François Calvet (LR), sénateur des P-O, nous communique avec prière d’insérer :
« Rencontre avec une délégation des avocats des Hauts de France

A l’initiative de plusieurs sénateurs, nous avons reçu une délégation d’avocats des barreaux des Hauts de France venus nous exprimer leur mécontentement sur les mauvaises conditions dans lesquelles la justice travaille depuis des années.

 

 

Ils nous ont fait part de leur attachement à leur profession et nous dire combien la réforme de leur régime de retraite voulue par le gouvernement est profondément injuste.
Si cette caisse autonome s’est constituée, c’est parce qu’en 1945, lorsque le système de retraite a été créé, on n’a pas voulu les inclure dans le régime général.

Cette caisse autonome pour pourvoir à leur retraite présente aujourd’hui un excédent de 2 milliards provenant des seules cotisations des avocats et reverse plus de 100 millions d’euros par an au régime général dans le cadre de la solidarité.
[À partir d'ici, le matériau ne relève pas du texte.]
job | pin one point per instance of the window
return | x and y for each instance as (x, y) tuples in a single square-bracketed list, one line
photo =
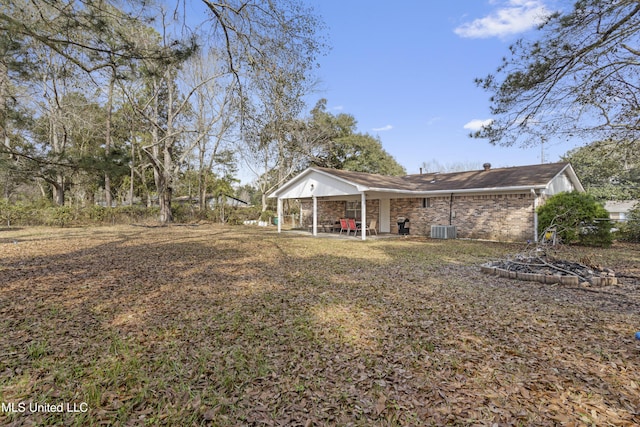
[(354, 210)]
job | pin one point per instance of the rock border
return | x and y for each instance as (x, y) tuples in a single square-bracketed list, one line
[(547, 278)]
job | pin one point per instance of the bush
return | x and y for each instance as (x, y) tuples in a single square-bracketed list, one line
[(630, 230), (578, 218)]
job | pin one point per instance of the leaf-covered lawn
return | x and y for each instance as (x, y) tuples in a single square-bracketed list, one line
[(199, 325)]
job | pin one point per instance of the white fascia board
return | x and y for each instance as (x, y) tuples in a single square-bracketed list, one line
[(465, 191)]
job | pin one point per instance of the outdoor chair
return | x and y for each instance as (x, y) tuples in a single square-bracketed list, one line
[(355, 227), (344, 226), (371, 227)]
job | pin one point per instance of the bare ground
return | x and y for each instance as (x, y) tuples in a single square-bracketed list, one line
[(212, 325)]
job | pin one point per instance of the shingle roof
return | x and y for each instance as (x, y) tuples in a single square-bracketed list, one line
[(519, 176)]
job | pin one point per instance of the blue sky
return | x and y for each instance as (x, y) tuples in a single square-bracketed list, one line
[(406, 70)]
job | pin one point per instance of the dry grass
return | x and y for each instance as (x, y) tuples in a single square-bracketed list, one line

C’est bien légitimement que les avocats se demandent pourquoi modifier un système qui fonctionne bien et dont les adhérents sont très contents si ce n’est que le Gouvernement veut faire main basse sur la « cagnotte » qu’ils ont constituée eux-mêmes ?

Aujourd’hui, on veut doubler leur cotisation de 14 à 28 % ! et diminuer leur retraite de base de 1 450 € à 1 000 €.

Là ce n’est pas comme dans l’Education Nationale, le Gouvernement ne prévoit pas dans son projet de loi pour les enseignants de compenser les pertes de retraite.

Pour la première fois, les 165 barreaux de France sont en grève depuis plus de cinq semaines, du jamais vu dans l’histoire du monde judiciaire. Cette réforme consiste en un mépris total de la profession, mais elle est surtout une véritable régression sociale injuste que les avocats ne peuvent raisonnablement accepter.

Les jeunes avocats qui ont choisi cette profession dans un idéal de défense des libertés publiques vont payer les pots cassés, ainsi qu’environ les 35 000 assistants des cabinets qui verront leurs emplois menacés ou disparaître.
Nous défendrons leur régime et le Gouvernement serait bien inspiré de le laisser en l’état puisqu’il marche et de s’occuper des régimes qui ne marchent pas ».